If the Sun's center is the location of highest temperature and highest density, it might not surprise you that the center is where the Sun's thermonuclear fusion power source is located. At temperatures in excess of 10 million degrees, as in the center of the Sun where the temperature is nearly 16 million degrees, hydrogen atoms combine to make helium atoms in a thermonuclear reaction called the proton-proton chain.
As shown in the figure below, three principal steps define this process. First, two hydrogen atoms combine to create a deuterium isotope, a neutrino, and a positron. A deuterium isotope is simply a hydrogen atom with an extra neutron in its nucleus, a neutrino is a nearly massless particle that escapes the Sun quickly, and a positron is a subatomic particle that quickly annihilates by colliding with a nearby electron, releasing a gamma ray. In the second step, the deuterium isotope combines with another hydrogen atom that creates a helium-3 isotope and another gamma ray. The helium-3 isotope has one neutron less than the more familiar helium-4 atom that has two neutrons. Finally, two helium-3 isotopes combine to make a stable helium-4 atom and release two hydrogen atoms in the process that can be used again and again. This process accounts for the vast majority of the Sun's energy output.
Energy Transport Inside the Sun
Once energy leaves the Sun's core, it takes a very long time for the energy, in the form of gamma rays released in the proton-proton chain, to make its way 696,000 km out to the photosphere. As gamma-ray photons are released, they do not travel very far before colliding with a nearby ion. When they bounce off that ion, they may or may not move in a direction pointing outward before they collide with yet another ion. The result is that it can take nearly a million years for photons to make their way out of the Sun.

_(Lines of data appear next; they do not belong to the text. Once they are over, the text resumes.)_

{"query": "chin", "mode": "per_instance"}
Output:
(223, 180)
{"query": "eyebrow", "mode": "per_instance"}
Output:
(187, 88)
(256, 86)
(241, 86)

Because the density is highest in the inner half of the Sun, collisions among ions and photons increase the temperature. This energy escapes the core through the process of radiative transfer by transferring energy to the more distant and cooler regions. At larger distances from the core, the Sun's density is considerably less, and a different energy transfer process takes place. Hotter regions expand and then float towards the photosphere because they are less dense. The overlying cooler regions then sink towards the center, and the process repeats itself. This churning motion where hot material moves upward and cooler material sinks is called convection. The result is that there are three distinct regions to the Sun's interior: the core where thermonuclear fusion is taking place, the radiative zone where energy is transferred via radiative transfer, and the outer convective envelope where material is actually moving up and down in circular cells.
Self Test: The Sun's Internal Structure
Click the convective zone on the diagram of the sun.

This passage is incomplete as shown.